“Genocide is the most extreme of all crimes against humanity,” writes Israel Charny, author of The Genocide Contagion. In academic literature and international law this term refers to the killing of a particular national, ethnic, racial, or religious group. These horrific acts contain “severe blows to human rights, extreme displays of human suffering, and severe moral breakdowns of humanity.”

Argentina is four times the size of Texas and is the second largest country in South America. During the mid and late 1970s the country’s right-wing military regime conducted an indiscriminate anti-subversion campaign against its own citizens. Thousands of suspected enemies of the state were taken to clandestine prisons where they were tortured and then murdered. The military’s “dirty war” split families asunder, and relatives of those who “disappeared” were left in the dark as to whether their loved ones were alive or dead.

Argentina, 1985 recalls those events. As we watched it and reflected on it later, we thought of other resources that have helped us grasp the significance of that genocide.
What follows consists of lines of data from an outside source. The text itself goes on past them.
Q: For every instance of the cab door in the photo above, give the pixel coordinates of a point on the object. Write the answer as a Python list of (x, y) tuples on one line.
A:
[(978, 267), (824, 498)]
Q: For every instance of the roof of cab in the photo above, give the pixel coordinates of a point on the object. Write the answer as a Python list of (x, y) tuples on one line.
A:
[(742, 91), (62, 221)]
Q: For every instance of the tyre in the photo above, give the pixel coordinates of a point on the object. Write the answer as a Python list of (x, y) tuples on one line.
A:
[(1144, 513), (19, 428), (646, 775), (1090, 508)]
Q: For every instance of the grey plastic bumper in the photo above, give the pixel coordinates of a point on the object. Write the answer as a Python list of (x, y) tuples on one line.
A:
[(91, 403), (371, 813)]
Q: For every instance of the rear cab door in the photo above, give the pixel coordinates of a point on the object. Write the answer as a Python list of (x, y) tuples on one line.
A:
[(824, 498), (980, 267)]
In The Official Story, which won the Oscar for Best Foreign Language Film in 1986, screenplay writers Luiz Puenzo and Aida Bortnik tell the painful and wrenching drama of the fate of children taken from their parents and given to childless friends of the military regime in Argentina. What kind of political zealots would use children as secret booty in a war against left-wing terrorists? Why didn’t more Argentinian citizens protest against these human rights violations? We were deeply moved by this drama and wrote: “This wrenching and painful drama crystallizes the horror and the obscenity of political activities that annihilate family solidarity in the name of ideology. It packs a shattering visceral punch.”
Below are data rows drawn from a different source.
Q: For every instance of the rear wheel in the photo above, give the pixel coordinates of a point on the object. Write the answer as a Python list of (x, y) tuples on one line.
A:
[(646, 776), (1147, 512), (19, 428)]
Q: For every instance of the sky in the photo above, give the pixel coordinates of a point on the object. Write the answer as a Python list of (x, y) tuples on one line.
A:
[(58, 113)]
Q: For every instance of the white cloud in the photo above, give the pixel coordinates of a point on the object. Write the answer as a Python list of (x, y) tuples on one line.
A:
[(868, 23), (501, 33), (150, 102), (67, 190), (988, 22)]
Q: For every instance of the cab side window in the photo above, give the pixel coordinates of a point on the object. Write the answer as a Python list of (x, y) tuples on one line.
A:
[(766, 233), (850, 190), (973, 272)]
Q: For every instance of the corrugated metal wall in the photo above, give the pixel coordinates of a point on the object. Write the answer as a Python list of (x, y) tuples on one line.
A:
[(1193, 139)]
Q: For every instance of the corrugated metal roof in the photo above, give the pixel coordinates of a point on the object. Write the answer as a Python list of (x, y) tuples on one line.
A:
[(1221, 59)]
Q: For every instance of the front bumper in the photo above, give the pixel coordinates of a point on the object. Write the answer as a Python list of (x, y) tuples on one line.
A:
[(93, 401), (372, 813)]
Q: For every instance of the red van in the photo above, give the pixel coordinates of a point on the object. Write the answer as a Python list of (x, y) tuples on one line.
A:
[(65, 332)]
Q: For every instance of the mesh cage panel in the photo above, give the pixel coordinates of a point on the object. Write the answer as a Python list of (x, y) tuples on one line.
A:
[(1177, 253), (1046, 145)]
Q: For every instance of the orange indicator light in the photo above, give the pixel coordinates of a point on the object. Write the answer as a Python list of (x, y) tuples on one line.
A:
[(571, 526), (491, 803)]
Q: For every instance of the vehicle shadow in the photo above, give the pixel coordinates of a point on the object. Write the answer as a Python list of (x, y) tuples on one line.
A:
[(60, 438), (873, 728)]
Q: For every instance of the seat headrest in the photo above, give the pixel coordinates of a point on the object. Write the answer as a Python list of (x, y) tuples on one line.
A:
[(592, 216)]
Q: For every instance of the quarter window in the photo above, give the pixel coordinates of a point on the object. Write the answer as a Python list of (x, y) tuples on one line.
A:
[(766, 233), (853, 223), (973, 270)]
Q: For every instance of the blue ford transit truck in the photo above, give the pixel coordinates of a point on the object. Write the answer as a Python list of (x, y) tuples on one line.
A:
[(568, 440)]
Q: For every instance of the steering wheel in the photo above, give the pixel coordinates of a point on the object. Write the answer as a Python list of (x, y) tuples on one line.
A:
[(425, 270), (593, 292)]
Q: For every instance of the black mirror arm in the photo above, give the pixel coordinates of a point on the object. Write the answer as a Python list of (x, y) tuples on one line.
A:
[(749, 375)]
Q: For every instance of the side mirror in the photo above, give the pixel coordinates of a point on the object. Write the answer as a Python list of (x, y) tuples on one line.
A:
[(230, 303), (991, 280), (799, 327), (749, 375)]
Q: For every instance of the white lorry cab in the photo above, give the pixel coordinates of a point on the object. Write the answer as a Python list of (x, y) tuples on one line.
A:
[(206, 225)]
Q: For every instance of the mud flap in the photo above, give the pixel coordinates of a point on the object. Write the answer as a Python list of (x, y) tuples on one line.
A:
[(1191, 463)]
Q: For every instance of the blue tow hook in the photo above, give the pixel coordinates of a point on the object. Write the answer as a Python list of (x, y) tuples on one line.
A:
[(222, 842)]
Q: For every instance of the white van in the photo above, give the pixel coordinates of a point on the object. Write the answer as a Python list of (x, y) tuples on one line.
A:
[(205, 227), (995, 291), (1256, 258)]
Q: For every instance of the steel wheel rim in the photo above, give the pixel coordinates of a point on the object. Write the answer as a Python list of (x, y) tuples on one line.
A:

In his monumental book Worse Than War, Daniel Jonah Goldhagen outlines the terrible causes and consequences of genocide, “eliminationism” (a form of politics which targets threatening groups or populations and seeks to get rid of them through mass incarceration, expulsion, and murder), and political acts based on seeing enemies as sub-humans. Goldhagen believes that genocide is worse than war and is appalled that more has not been done by the world community to stop its spread. This horrific international scourge has taken place in Tibet, North Korea, former Yugoslavia, Iraq, Rwanda, southern Sudan, the Democratic Republic of the Congo, Darfur, and elsewhere. The author laments the staggering indifference of political leaders and international agencies to halt eliminationism campaigns. He suggests that the term “crimes against humanity” as a descriptor of genocide be replaced by the phrase “war against humanity.”
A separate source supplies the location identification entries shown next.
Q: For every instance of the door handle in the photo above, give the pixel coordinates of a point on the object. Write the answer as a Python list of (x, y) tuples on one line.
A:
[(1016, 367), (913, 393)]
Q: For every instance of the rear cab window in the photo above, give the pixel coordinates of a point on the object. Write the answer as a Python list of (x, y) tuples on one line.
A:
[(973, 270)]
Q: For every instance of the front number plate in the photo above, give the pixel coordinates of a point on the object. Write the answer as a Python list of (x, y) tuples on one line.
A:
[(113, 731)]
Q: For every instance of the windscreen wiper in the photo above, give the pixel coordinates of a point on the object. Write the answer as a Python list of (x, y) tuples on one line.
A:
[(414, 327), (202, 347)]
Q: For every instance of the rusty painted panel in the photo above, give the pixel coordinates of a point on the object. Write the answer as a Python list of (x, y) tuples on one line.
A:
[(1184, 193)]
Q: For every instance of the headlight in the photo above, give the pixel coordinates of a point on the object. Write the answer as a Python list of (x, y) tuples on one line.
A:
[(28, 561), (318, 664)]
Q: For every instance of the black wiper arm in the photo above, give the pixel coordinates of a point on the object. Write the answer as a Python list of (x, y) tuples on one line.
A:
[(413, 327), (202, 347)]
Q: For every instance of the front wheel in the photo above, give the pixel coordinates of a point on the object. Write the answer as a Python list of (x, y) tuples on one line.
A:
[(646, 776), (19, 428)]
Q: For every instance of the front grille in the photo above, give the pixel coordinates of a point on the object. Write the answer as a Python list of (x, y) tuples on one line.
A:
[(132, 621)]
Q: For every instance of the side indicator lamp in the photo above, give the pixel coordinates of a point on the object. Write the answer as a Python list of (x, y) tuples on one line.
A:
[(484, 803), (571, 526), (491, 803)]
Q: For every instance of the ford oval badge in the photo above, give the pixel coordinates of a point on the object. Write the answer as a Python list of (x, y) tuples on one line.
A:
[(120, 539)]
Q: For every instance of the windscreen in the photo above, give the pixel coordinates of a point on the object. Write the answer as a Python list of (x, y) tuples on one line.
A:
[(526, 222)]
Other films and books have described the impact of genocide, and they are never easy to contemplate. A moving image that comes to us at such times is from John Sayles’s movie The Brother from Another Planet. The alien visitor removes his eyeball and hands it to a drug dealer who is oblivious to the chaos of the streets and all the suffering going on there. The eyeball is filled with examples of death and destruction the visitor has observed. In a vivid and convincing way, this scene demonstrates the ideal of giving someone your eyes so they can see and feel what you have seen and felt. Films like Argentina, 1985 contribute to that process.

On March 24, 1976, a reactionary military junta assumed power in Argentina and initiated a state sponsored reign of terror. Anyone with left-wing ideals was assumed to be a threat to the military regime. Some 30,000 people were considered subversives. Students, trade unionists, journalists, artists, militants, and socialists were imprisoned, tortured, murdered or disappeared.

Thousands were killed in mass shootings, women were raped, and their children sold. Many were taken on flights where they were pushed to their deaths out of air planes in the South Atlantic where they would never to be found.

Peter Lanzani and Ricardo Darin

Argentina, 1985 examines the Trial of the Juntas, a civilian court set out to try former military leaders for the crimes committed during this period. Director Santiago Mitre mixes the material using archival footage, original television coverage, and emotionally rich testimonies of those whose lives were torn to shreds by the brutality of those on trial.

The chief prosecutor is Julio Strassera (Ricardo Darin), a courageous and conscience driven lawyer who must endure pressures from his superiors and anxiety when his wife and two children are threatened with death. He also needs large doses of patience when he learns from his assistant (Peter Lanzani) that the only people willing to do the necessary research and take testimonies to build the case are young law students. But they turn into gifted zealots exposing human rights violations and seeking justice.